December 13, 2018

Would you kill someone? Lately, I find myself involved in discussions over whether abortion is killing or a moral obligation we have for creating children we are not prepared to raise. Society, I’m afraid, has begun to accept that abortion equals kindness, and killing is only wrong when regulated.

Would you ever kill someone? Take some time and ask that question of a few young Christians you know. I expect every one of them will answer no, with some allowing for instances of self-defense. Follow up by asking: Why not?

I was a little dismayed when not one person I interviewed mentioned that murder breaks God’s Fifth Commandment. Instead, they said it is against the law or they didn’t want to end up in jail. One person admitted that she’s not a very good killer, as though she had tried it once and decided it was bad to not be good at it.

My informal poll has me believing we Christians rely too heavily on secular law to mold the moral values of our children. While we are outspoken in our push for legislation to define marriage and life, and while we argue with others about what the Constitution does or does not protect, how much time do we spend quietly teaching our children about God’s plan for the world? How are we modeling compassion, love, and grace to them in daily life?

Rules for Life

For decades, abortion in the United States was not illegal, and it can be argued that the reason for this was because it was viewed as so morally reprehensible, so risky, and so rare as to require no regulation. The first abortion laws in the country were enacted in the 1820s and prohibited ending the life of an unborn child after the fourth month of pregnancy.

For the most part, abortions were outlawed in the US by 1900. In the Roe v. Wade decision of 1973, the Supreme Court argued that during the first two trimesters of pregnancy, prenatal life was not personhood and, therefore, was not protected under the Constitution. Historically, cases involving marriage, contraception, and child-rearing were cited as protected under the Bill of Rights as rights of privacy.

Ironically, the freedom to raise your own child and the freedom to kill an unborn child enjoy the same protections under the law. Seemingly, parenting is important, but the pregnancy that makes one a parent is not. And the only individual with any right to determine the value of the life of an unborn child to the world and to the child itself is its mother.

Who Is to Blame?

Fast forward some 45 years and our sexuality is no longer reality but a journey of self-discovery, assisted suicide is a gift we offer our loved ones, and abortion is a charitable act provided to unplanned children. In a recent Rewire.News article on abortion among black women, Yamani Hernandez proudly claims that “… abortion is an act of compassion, love, and self-determination, not the legal or moral crime that conservatives would like it to be.”

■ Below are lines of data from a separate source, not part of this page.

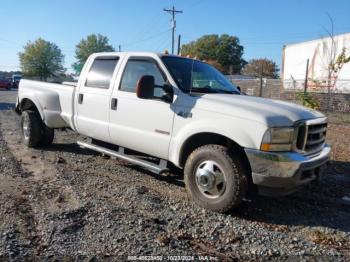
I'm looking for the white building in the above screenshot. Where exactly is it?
[281,33,350,93]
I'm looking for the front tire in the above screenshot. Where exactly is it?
[21,111,54,147]
[184,145,248,212]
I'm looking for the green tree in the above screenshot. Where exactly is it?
[181,34,246,74]
[73,34,114,73]
[242,58,279,78]
[18,38,65,80]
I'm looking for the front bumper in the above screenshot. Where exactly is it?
[245,145,331,196]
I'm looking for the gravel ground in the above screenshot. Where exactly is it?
[0,91,350,261]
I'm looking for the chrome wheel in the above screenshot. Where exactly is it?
[196,160,226,198]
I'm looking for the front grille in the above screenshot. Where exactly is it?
[295,123,327,154]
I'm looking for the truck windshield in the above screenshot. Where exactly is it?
[162,56,240,94]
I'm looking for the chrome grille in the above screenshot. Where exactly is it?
[295,122,327,154]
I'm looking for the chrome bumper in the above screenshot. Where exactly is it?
[245,145,331,195]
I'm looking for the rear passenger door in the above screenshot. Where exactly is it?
[75,56,119,141]
[110,57,174,159]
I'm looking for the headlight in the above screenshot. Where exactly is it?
[260,127,294,151]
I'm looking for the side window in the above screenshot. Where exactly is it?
[85,57,119,89]
[120,59,165,97]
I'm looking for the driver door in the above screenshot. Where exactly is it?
[109,57,174,159]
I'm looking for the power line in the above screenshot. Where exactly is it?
[163,6,183,54]
[121,29,169,46]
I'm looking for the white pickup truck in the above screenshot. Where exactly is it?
[16,52,330,212]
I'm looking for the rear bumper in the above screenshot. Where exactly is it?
[245,145,331,196]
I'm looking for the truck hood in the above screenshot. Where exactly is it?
[196,94,325,127]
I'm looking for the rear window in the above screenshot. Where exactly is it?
[85,57,119,89]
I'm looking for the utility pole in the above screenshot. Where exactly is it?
[177,35,181,55]
[259,63,264,97]
[163,6,183,54]
[304,58,309,93]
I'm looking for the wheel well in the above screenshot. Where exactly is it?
[20,98,40,115]
[179,133,253,189]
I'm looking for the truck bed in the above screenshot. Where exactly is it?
[18,79,76,129]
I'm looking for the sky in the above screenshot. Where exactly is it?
[0,0,350,72]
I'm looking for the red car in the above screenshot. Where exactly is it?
[0,77,12,90]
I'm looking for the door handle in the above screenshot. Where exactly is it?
[78,94,84,104]
[111,98,118,110]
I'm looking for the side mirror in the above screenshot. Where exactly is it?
[162,84,174,103]
[136,75,154,99]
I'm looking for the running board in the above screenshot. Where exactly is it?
[77,141,169,174]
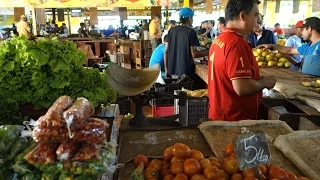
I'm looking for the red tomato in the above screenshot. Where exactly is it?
[170,162,183,175]
[162,147,173,162]
[134,155,148,168]
[190,149,204,161]
[224,143,234,156]
[183,158,201,177]
[148,159,162,171]
[172,143,191,159]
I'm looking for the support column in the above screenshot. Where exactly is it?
[31,8,38,36]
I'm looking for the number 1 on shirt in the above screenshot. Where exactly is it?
[240,57,244,67]
[210,52,214,81]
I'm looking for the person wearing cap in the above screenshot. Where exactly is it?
[149,35,168,73]
[17,15,31,38]
[258,17,320,76]
[161,20,177,43]
[208,0,276,121]
[149,14,161,51]
[246,14,277,48]
[273,23,284,36]
[216,17,226,37]
[285,21,303,71]
[164,7,200,77]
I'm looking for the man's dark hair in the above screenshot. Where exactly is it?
[163,35,168,42]
[225,0,260,22]
[154,14,161,19]
[218,17,226,26]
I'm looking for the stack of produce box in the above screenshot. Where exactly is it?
[14,96,115,180]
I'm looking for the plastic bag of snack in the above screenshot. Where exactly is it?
[37,96,72,128]
[32,127,68,143]
[24,143,60,165]
[56,141,81,161]
[63,98,94,138]
[72,144,100,161]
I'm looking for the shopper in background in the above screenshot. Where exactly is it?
[285,21,303,71]
[139,20,149,40]
[246,14,277,48]
[208,0,276,121]
[216,17,226,37]
[149,35,168,74]
[273,23,284,36]
[161,20,177,42]
[258,17,320,76]
[17,15,31,38]
[207,20,217,39]
[164,8,200,77]
[149,14,161,51]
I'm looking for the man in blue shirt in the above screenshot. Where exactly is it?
[149,35,168,72]
[258,17,320,76]
[285,21,303,71]
[246,14,276,48]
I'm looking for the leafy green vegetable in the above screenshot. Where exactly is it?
[0,37,116,124]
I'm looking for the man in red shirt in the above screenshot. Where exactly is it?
[208,0,276,121]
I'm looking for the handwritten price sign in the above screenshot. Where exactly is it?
[233,131,271,171]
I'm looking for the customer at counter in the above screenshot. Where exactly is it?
[208,0,276,121]
[164,7,200,77]
[258,17,320,76]
[246,14,277,48]
[149,35,168,73]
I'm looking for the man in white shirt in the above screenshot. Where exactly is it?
[285,21,303,71]
[17,15,31,38]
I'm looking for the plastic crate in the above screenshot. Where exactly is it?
[150,79,194,106]
[152,106,174,117]
[174,90,209,126]
[115,96,130,115]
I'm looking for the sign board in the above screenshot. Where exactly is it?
[233,131,271,171]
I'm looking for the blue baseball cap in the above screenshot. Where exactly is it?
[179,7,194,18]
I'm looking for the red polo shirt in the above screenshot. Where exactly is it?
[208,28,262,121]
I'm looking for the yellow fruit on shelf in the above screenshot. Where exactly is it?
[275,53,282,59]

This is heartbreaking. How did we get here? How has ending a life in the womb become an act of compassion and love? And who shall we blame–science? Public education? Democrats? Republicans? The Russians?

The truth is, we have only ourselves to blame. We are the the ones who ceded the responsibility of guiding our children concerning marriage, sex, and life to society, and we are the ones who dropped our children off at Sunday school for their weekly dose of Jesus while we went back home to drink our morning coffee and catch up on laundry or yardwork. We are the ones who portray marriage and parenting as burdens that have kept us from true success, and we are the ones who stopped believing in the old adage that children don’t keep. We consider ourselves pro-life, but we live pro-self.

Law vs. Morality

Should we be surprised, then, that young people trust that a society which deems something to be immoral also insists it should be illegal, and argues that if a thing is legal, it is therefore moral. Why are we shocked when what keeps our children from murdering another human being is the fear of going to jail and not the fear of going to hell? Maybe the leap in thinking that abortion is no longer a moral issue but an act of benevolence is shorter than we know.

Light in the Darkness

As Christians, we understand better than most that life is weighted with profound suffering and buoyed by eternal hope. As such, it’s time to raise our children to appreciate what a big, beautiful struggle parenthood is and that it simply cannot happen without offering compassion, love, and grace to children still in the womb and to the mothers and fathers who view the scales more filled with suffering than hope.

Laws of the State clearly matter, and the message they send affects the mindset of society. But, if our battle cry for life begins on the abortion table, then we’ve waited too long to speak. If our efforts to model life end in the courtroom, then we’ve already lost our children.

God help us; it’s time to ask ourselves if we speak life or whisper death.

Lord, our Comforter and source of all hope, grant that the Holy Spirit would meet us in Your Holy Word and Sacraments as You have promised. Help us to live in this world, sharing Your abundant blessings and delivering your hope to the hopeless as we seek to honor You with our lives. Come quickly, Lord Jesus. Amen.

Tawnia Hoehne lives with her husband, Steve, on a dairy farm in rural Frazee, Minnesota. She is a member of St. John’s Lutheran Church (LCMS), Corliss, Minnesota.

“You are not your own, for you were bought with a price. So glorify God in your body” (1 Corinthians 6:19b-20).

“You shall therefore lay up these words of mine in your heart and in your soul … You shall teach them to your children … that your days and the days of your children may be multiplied in the land that the Lord swore to your fathers to give them” (Deuteronomy 11:18a, 19a, 21a).